Friday, April 12, 2013

The library's selling stuff again -- go crazy!

Friends of the Library clustered yesterday afternoon at 5:55, forming a line 25 deep outside a once-empty store at 1330 Central Ave. It's always a good idea to be one of the FOTL, but especially so at the annual sale of donated books, CDs, DVDs and the like. You can shop before the general public, and you get free pastries, perhaps under the assumption that a sugar buzz will make people open their wallets wider.

The public sale (sans pastries) started today and runs through April 20, in a space next to Family Dollar in the shopping strip that holds Bistro La Bon. (Get details at cmlibraryfriends.org.) Unlike last year's sale, where books were placed in separate rooms by category -- the most helpful way to do it -- all the books sit in one big rectangular space with signs hanging over tables; non-book items are in a separate room at the back of the main hall.

The trick to this sale is deciding how badly you want something, because prices drop in increments every few days. (On the last day, you can stuff a bag with anything it'll hold for $5. Volunteers don't want to tote items back to storage.) The CDs I didn't buy for $5 last night may be more appealing when they're $2 -- if they're still around, of course.

You need to keep three other things in mind:

1) You can't be impatient and find bargains.

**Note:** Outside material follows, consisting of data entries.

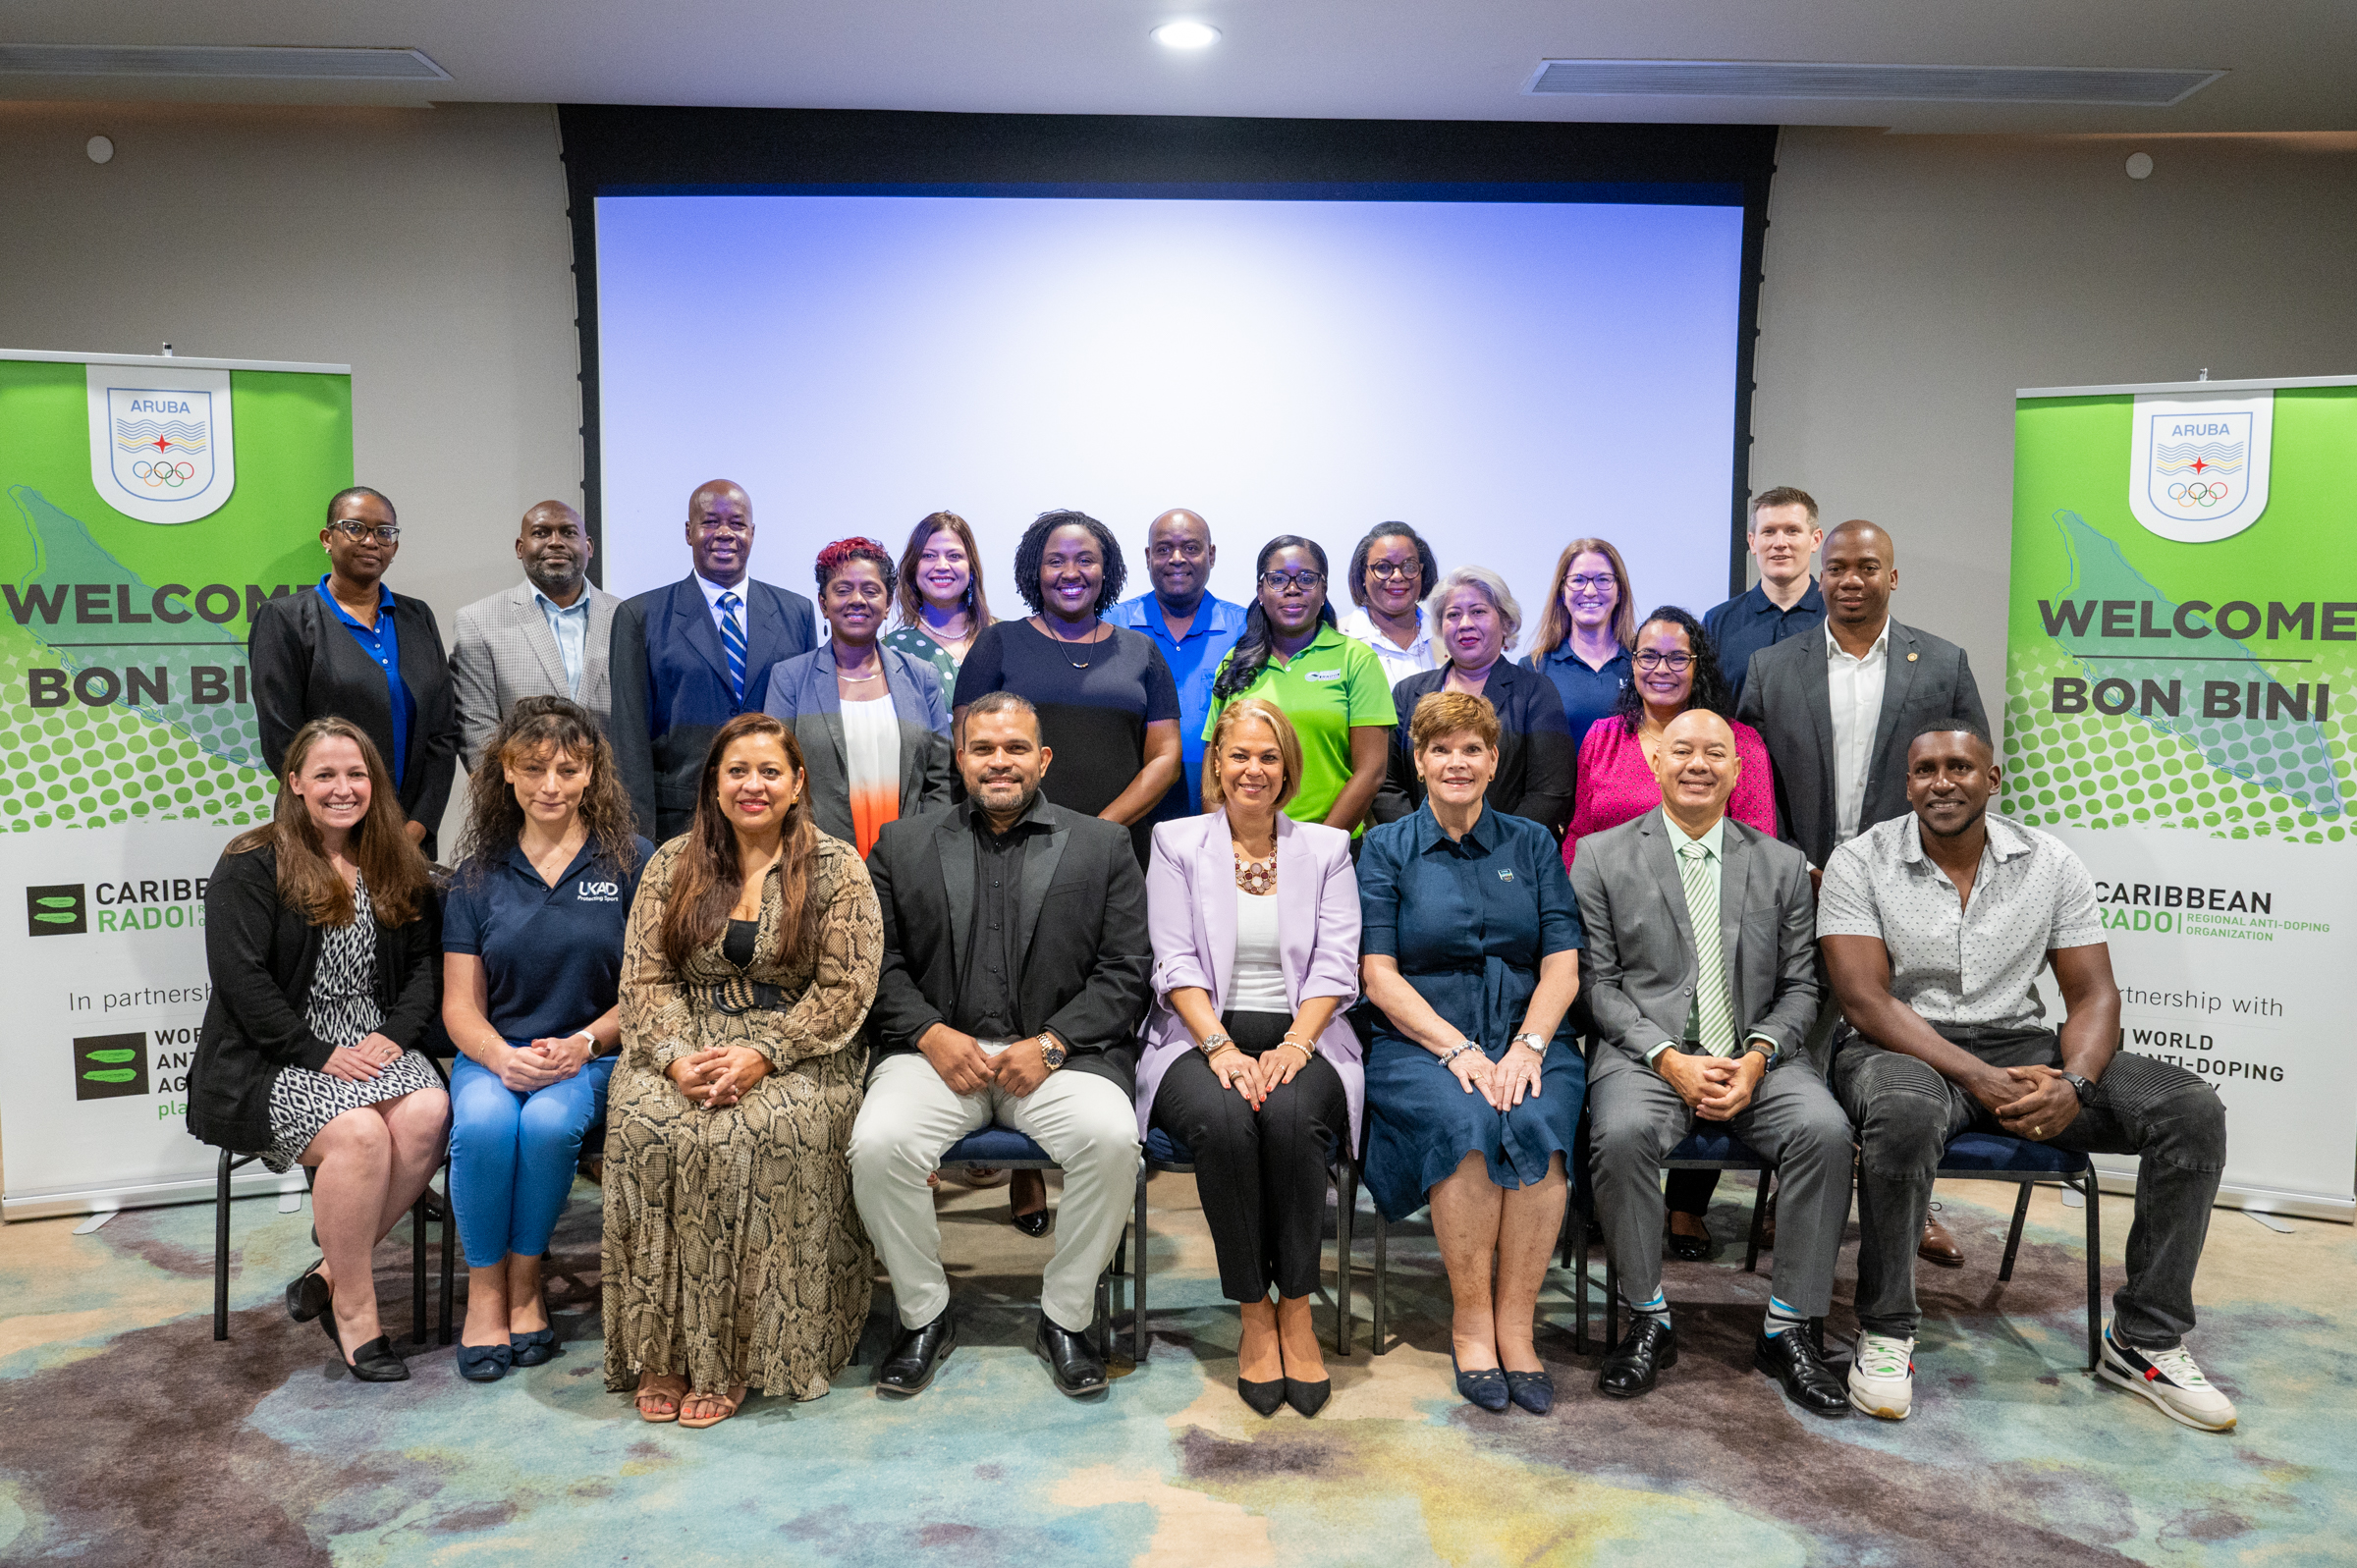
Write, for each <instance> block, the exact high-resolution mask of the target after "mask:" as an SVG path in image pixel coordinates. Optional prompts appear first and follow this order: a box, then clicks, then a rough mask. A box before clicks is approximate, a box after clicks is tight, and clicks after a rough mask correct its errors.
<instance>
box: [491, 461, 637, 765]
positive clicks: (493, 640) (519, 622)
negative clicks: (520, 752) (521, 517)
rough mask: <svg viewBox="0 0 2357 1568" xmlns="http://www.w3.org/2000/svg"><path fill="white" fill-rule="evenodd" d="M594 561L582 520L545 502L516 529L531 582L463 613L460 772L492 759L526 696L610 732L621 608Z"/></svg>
mask: <svg viewBox="0 0 2357 1568" xmlns="http://www.w3.org/2000/svg"><path fill="white" fill-rule="evenodd" d="M594 554H596V545H594V542H592V540H589V531H587V528H582V514H580V512H575V509H573V507H568V505H566V502H561V500H544V502H540V505H535V507H533V509H530V512H526V514H523V523H521V528H519V531H516V559H519V561H523V582H516V585H514V587H502V589H500V592H497V594H490V597H488V599H476V601H474V604H469V606H467V608H462V611H460V613H457V632H455V641H453V644H450V693H453V696H455V698H457V731H460V766H464V769H469V771H471V769H474V766H476V762H481V759H483V747H486V745H490V736H493V733H495V731H497V729H500V719H504V717H507V714H509V710H511V707H514V705H516V703H521V700H523V698H570V700H575V703H580V705H582V707H587V710H589V712H592V714H596V717H599V722H601V724H603V722H606V717H608V714H610V712H613V679H610V674H608V670H610V667H608V663H606V653H608V646H610V644H613V613H615V608H620V604H622V601H620V599H615V597H613V594H608V592H606V589H601V587H599V585H596V582H592V580H589V559H592V556H594Z"/></svg>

I had to look through every DVD to find one I truly wanted: a two-CD set that included Sean Connery's 1961 performance in a truncated Canadian Broadcasting Company "Macbeth." (He doesn't do justice to the role, but my curiosity was satisfied for $5. And Zoe Caldwell was a terrific Lady Macbeth.) Mysteries and classics and pop fiction and serious modern novels are all in a jumble at the book tables, so someone who reads mostly one genre really has to hunt.

2) As the Romans said, caveat emptor: Let the buyer beware. I bought a set of Beethoven symphonies for $10 but neglected to make sure all the discs were in there; when I got home, I had five of six CDs. (I'll listen to those, then donate them for next year's sale after writing "Disc 1 missing" on the box.) That's my own fault, really: I bought an empty CD case last year without looking and had to take it back, so I should have known better. You can't expect volunteers to check every CD they set out.

3) You have to go back more than once to see everything. Organizers put fresh items out during the sale, so you must return to canvass the whole collection. That suits me fine, as I like few things better than browsing through cheap tables full of cultural artifacts and finding unexpected gems. Say "hi" if I bump into you.